The fossil industry is gearing up for a new wave of multi-billion-dollar liquefied natural gas (LNG) plants, and the C$40-billion LNG Canada project in Kitimat, British Columbia is one of the biggest new developments on the list.
“We expect a supply gap in the gas market in the early 2020s,” Shell Chief Financial Officer Jessica Uhl said last month, so “LNG Canada looks very promising.”
Reuters notes that “spending on new, complex facilities that super-chill gas into liquid in order to allow its transportation dried up following the collapse in energy prices in 2014. Appetite was further dampened by fears that a plethora of LNG plants built since the late 2000s would lead to a large supply glut until early in the next decade.”
However, “sentiment has radically changed over the past year. Buoyed by rising oil prices and exceptionally strong demand from rapidly growing economies such as China and India, executives are increasingly confident conditions are once again ripe for new projects.”

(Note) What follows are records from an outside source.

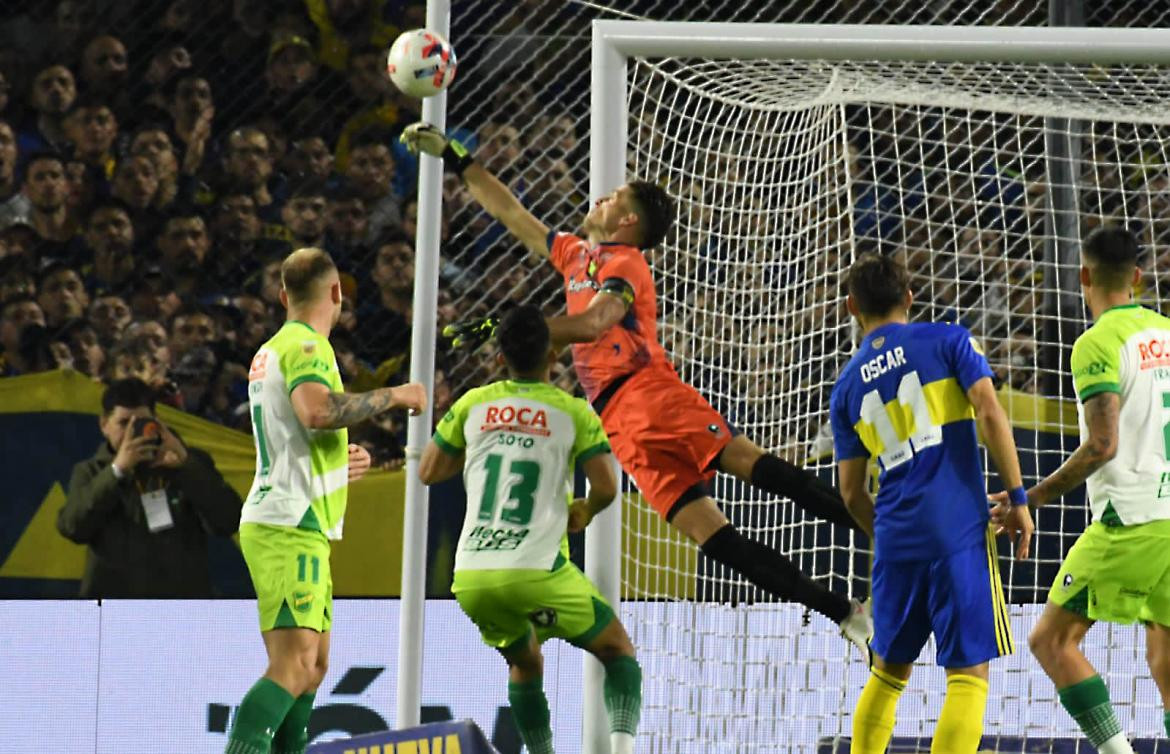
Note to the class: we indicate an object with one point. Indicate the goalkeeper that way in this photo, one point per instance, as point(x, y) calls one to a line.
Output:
point(521, 439)
point(666, 436)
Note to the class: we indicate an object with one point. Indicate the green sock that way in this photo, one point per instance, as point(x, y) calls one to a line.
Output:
point(624, 694)
point(260, 714)
point(293, 735)
point(530, 708)
point(1088, 703)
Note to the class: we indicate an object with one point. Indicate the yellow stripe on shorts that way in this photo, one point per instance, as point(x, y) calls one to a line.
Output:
point(998, 604)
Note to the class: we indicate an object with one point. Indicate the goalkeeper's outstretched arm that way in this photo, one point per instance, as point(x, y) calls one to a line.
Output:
point(489, 191)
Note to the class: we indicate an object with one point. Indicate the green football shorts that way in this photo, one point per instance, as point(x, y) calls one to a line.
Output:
point(507, 604)
point(1117, 574)
point(290, 574)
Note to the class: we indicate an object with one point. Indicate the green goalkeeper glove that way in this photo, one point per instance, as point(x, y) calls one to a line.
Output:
point(473, 333)
point(424, 137)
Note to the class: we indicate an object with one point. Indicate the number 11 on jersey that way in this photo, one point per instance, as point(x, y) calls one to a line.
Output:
point(922, 432)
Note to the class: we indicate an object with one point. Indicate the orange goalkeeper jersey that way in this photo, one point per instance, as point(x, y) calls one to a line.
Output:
point(632, 343)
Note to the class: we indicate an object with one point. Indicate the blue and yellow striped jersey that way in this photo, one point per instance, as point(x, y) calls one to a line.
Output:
point(902, 399)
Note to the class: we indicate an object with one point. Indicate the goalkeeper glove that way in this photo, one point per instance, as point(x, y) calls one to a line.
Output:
point(424, 137)
point(473, 333)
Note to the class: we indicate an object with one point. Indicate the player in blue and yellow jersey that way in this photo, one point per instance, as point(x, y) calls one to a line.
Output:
point(913, 397)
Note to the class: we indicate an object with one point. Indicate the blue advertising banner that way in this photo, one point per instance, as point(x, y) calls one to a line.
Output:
point(461, 737)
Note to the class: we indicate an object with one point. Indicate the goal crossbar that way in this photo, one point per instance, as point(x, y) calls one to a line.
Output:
point(882, 42)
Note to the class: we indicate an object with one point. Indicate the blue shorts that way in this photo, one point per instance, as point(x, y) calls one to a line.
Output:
point(958, 597)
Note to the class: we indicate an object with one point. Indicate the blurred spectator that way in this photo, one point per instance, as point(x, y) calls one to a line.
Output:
point(110, 315)
point(309, 156)
point(169, 56)
point(188, 100)
point(153, 142)
point(346, 230)
point(110, 240)
point(49, 98)
point(45, 185)
point(386, 312)
point(103, 72)
point(304, 213)
point(8, 155)
point(15, 276)
point(136, 185)
point(256, 322)
point(16, 313)
point(343, 25)
point(61, 294)
point(373, 101)
point(371, 171)
point(248, 165)
point(183, 247)
point(286, 81)
point(84, 348)
point(145, 506)
point(5, 91)
point(191, 328)
point(240, 238)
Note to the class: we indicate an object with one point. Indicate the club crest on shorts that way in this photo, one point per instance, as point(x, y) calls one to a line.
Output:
point(302, 601)
point(544, 617)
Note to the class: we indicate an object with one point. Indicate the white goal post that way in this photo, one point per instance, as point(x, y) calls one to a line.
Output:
point(616, 43)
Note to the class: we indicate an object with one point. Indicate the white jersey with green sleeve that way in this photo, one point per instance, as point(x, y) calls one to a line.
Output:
point(1127, 351)
point(301, 474)
point(522, 440)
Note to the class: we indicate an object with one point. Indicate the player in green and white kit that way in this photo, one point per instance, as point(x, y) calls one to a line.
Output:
point(304, 464)
point(1119, 569)
point(517, 443)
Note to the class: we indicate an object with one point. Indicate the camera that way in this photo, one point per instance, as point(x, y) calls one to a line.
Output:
point(149, 427)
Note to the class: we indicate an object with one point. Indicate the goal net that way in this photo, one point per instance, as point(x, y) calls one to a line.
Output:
point(783, 172)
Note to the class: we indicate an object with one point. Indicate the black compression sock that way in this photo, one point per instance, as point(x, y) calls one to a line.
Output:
point(803, 487)
point(773, 573)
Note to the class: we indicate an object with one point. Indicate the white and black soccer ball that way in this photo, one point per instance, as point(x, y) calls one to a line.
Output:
point(421, 63)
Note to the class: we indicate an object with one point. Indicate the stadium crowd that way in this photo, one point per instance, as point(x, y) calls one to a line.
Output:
point(155, 168)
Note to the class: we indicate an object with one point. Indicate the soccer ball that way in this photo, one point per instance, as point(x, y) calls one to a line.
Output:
point(421, 63)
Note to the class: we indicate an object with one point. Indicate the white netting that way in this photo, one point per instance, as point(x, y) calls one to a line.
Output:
point(783, 172)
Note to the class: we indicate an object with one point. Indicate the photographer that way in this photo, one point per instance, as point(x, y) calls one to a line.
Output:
point(145, 504)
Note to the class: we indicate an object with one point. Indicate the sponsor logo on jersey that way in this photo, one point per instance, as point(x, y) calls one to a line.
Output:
point(1154, 352)
point(1092, 370)
point(516, 419)
point(259, 367)
point(302, 601)
point(486, 537)
point(882, 363)
point(584, 283)
point(544, 617)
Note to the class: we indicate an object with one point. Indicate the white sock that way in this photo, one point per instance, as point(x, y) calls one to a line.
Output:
point(1116, 745)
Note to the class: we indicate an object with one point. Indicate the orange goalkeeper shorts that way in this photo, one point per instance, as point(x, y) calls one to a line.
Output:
point(665, 434)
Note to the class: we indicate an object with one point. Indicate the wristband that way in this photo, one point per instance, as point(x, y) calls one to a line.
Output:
point(456, 158)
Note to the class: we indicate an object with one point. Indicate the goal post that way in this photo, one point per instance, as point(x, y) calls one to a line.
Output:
point(751, 128)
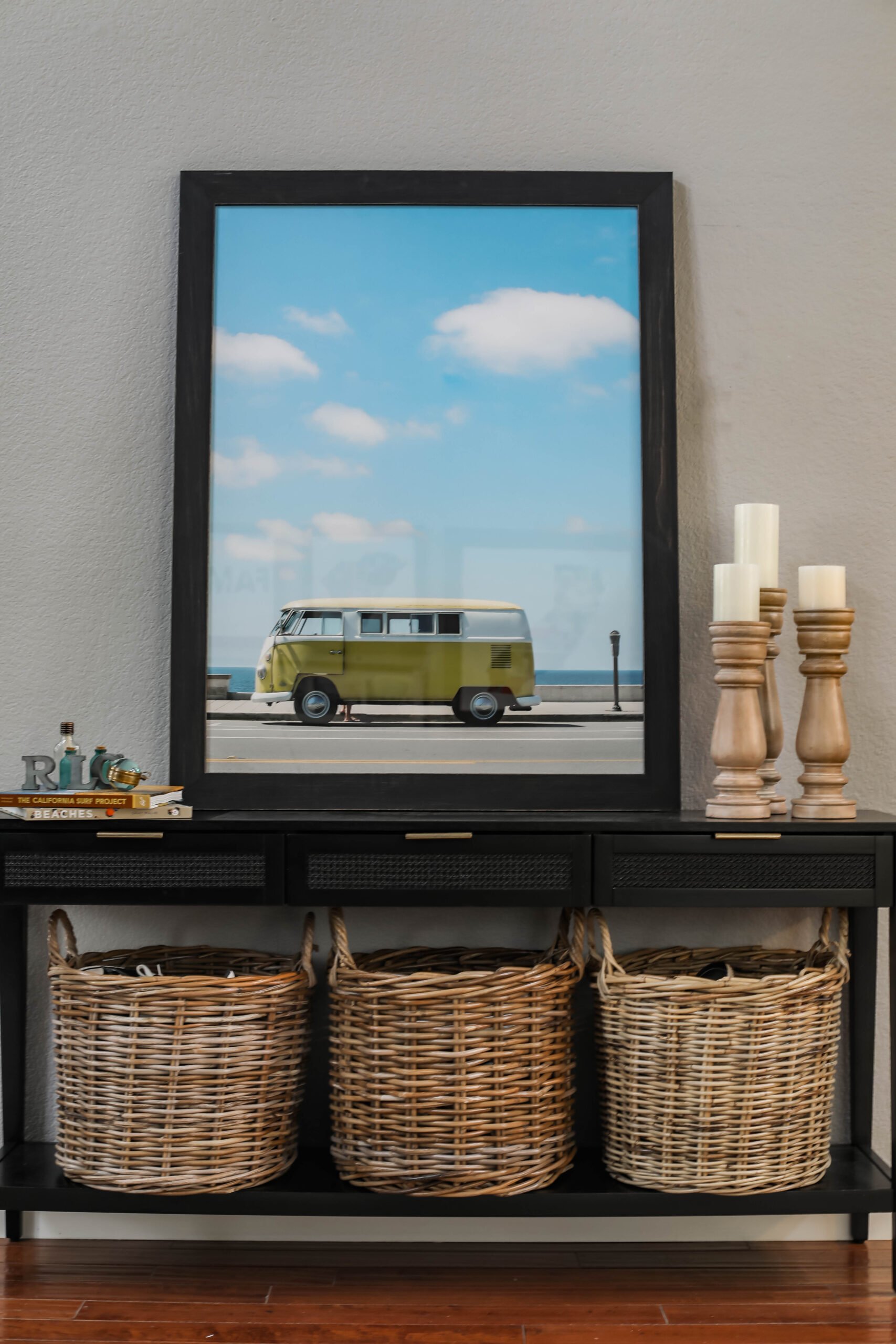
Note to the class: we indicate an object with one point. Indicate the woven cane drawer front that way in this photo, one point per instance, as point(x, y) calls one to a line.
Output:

The world’s biggest source of LNG, Qatar, has plans to expand its production by one-third, to between 100 and 108 million tonnes per year, in the next five to six years, the news agency reports.
“The glut that people see, I don’t see,” Qatar Petroleum President and CEO Saad al-Kaabi said in May. “If you just count on being pessimistic about the market, and don’t build expansions, you will never catch that upside when the market is up.”
Reuters cites rising global demand, driven by China’s drive to cut air pollution by scaling back coal-fired generation, as the main factor driving new LNG demand of more than 200 million tonnes per year through 2030.
“China will continue to make the real difference in demand,” said Philippe Sauquet, the head of gas for Total S.A. “I don’t see them slowing down. They are shifting attention to building more and more infrastructure.”
“Investors were highly critical of oil and gas companies earlier this decade, as costs ballooned for many LNG projects under development such as Chevron’s US$54 billion Gorgon project in western Australia, the most expensive in history, or Shell’s $14 billion Prelude LNG, the world’s largest floating structure,” Reuters recalls. “But with services costs still languishing in the wake of the 2014 slump and new technologies helping to simplify and improve designs, new projects are able to compete for capital.” Fossil executives also say they’ve learned from their mistakes on past projects.
The story lists projects now under consideration in Mozambique, Nigeria, Senegal, and Mauritania, with the largest single share of new supply coming from shale gas deposits in the United States.
Last week, as well, Total announced that Russia’s massive LNG export facility on the Yamal Peninsula, of which the French multinational fossil is a 20% owner, had doubled its capacity, from 5.5 to 11 million tons per year. Chair and CEO Patrick Pouyanné called it “another major milestone for this world-class LNG project.”